The first train is traveling at a constant speed of 100 km/h due north. Let's denote the distance traveled by this train as d1 and the time as t.
The second train is traveling at a constant speed of 120 km/h due west. Let's denote the distance traveled by this train as d2 and the time as t.
Since the second train departs one hour later, we can express the distance traveled by the second train as d2 = 120 * (t - 1).
At the time of the intersection, the distance traveled by both trains will be equal, so we can set up the following equation:
d1 = d2
100t = 120(t - 1)
Simplifying the equation:
100t = 120t - 120
120 - 100t = 120
20t = 120
t = 6
Therefore, the time at which the two trains are closest is 6 hours after the first train's departure.

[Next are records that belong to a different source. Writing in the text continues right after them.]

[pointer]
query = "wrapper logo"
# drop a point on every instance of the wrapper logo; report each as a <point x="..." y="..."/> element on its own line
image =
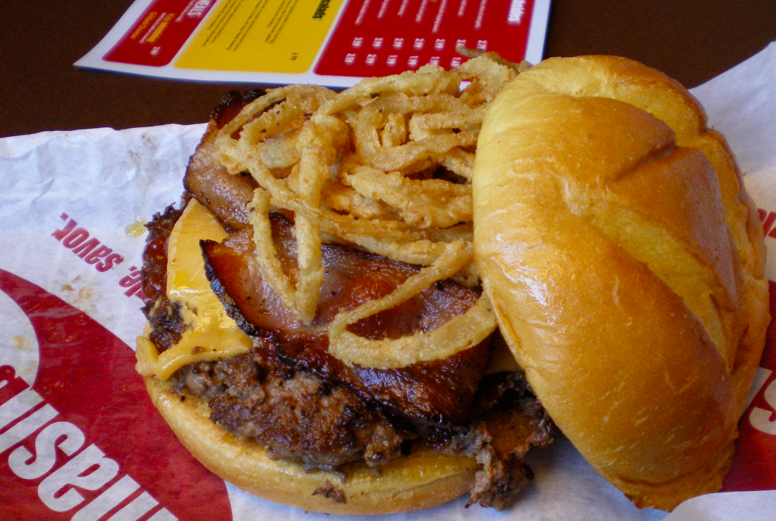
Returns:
<point x="80" y="439"/>
<point x="93" y="252"/>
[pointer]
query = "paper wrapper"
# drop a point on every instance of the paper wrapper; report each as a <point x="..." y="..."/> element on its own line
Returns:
<point x="80" y="440"/>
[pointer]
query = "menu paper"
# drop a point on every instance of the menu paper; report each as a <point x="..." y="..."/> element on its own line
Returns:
<point x="79" y="438"/>
<point x="326" y="42"/>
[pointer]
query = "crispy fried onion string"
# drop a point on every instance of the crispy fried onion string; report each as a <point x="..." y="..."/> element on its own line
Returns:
<point x="385" y="166"/>
<point x="461" y="332"/>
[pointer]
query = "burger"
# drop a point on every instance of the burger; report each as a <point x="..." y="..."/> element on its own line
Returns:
<point x="381" y="299"/>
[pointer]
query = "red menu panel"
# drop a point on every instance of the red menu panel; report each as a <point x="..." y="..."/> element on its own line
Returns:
<point x="158" y="35"/>
<point x="382" y="37"/>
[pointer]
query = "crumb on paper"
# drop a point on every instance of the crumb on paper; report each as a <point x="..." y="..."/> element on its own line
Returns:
<point x="137" y="228"/>
<point x="329" y="491"/>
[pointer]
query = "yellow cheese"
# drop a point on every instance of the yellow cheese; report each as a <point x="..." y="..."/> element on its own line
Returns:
<point x="211" y="334"/>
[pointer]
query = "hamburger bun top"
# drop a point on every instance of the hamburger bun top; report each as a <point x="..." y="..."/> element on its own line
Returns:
<point x="625" y="263"/>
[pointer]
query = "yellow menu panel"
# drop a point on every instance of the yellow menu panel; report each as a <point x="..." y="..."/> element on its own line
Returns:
<point x="280" y="36"/>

Since the first train departs at 10:00, the two trains are closest at 16:00 (4:00 PM).
To determine the time at which the two trains were closest, we need to find the point at which the distance between them is minimized.
Given that one train is moving due north and the other is moving due west, we can draw a diagram to represent their paths. Let's assume that the trains were closest at time t.
Since the northbound train travels at a constant speed of 100 km/h, the distance it covers from the starting point (at 10:00) in t hours is 100t km.
Similarly, the westbound train also has a constant speed of 120 km/h and has covered a distance of 120 km from its starting point (at an unknown time in the past) in (t-1) hours.
Now, we can use the Pythagorean theorem to find the distance between the two trains at time t. The distance between them is the hypotenuse of a right-angled triangle, with one side being the distance covered by the northbound train (100t km) and the other side being the distance covered by the westbound train (120 km).
Using the Pythagorean theorem:
Distance^2 = (100t)^2 + 120^2
Simplifying the equation:
Distance^2 = 10000t^2 + 14400
To find the minimum distance, we need to differentiate this equation with respect to t and find the value of t that makes the derivative equal to zero. Then we can solve for t to determine the time at which the two trains are closest.
Differentiating the equation:
d(Distance^2)/dt = d(10000t^2 + 14400)/dt
d(Distance^2)/dt = 20000t
Setting the derivative equal to zero:
20000t = 0
t = 0
Now we have the time t = 0, which means the two trains are closest at t = 0 hours. Since t represents the time elapsed from the moment the first train leaves, we can conclude that the two trains are closest when the first train departs from the station at 10:00.
Therefore, the two trains are closest at 10:00.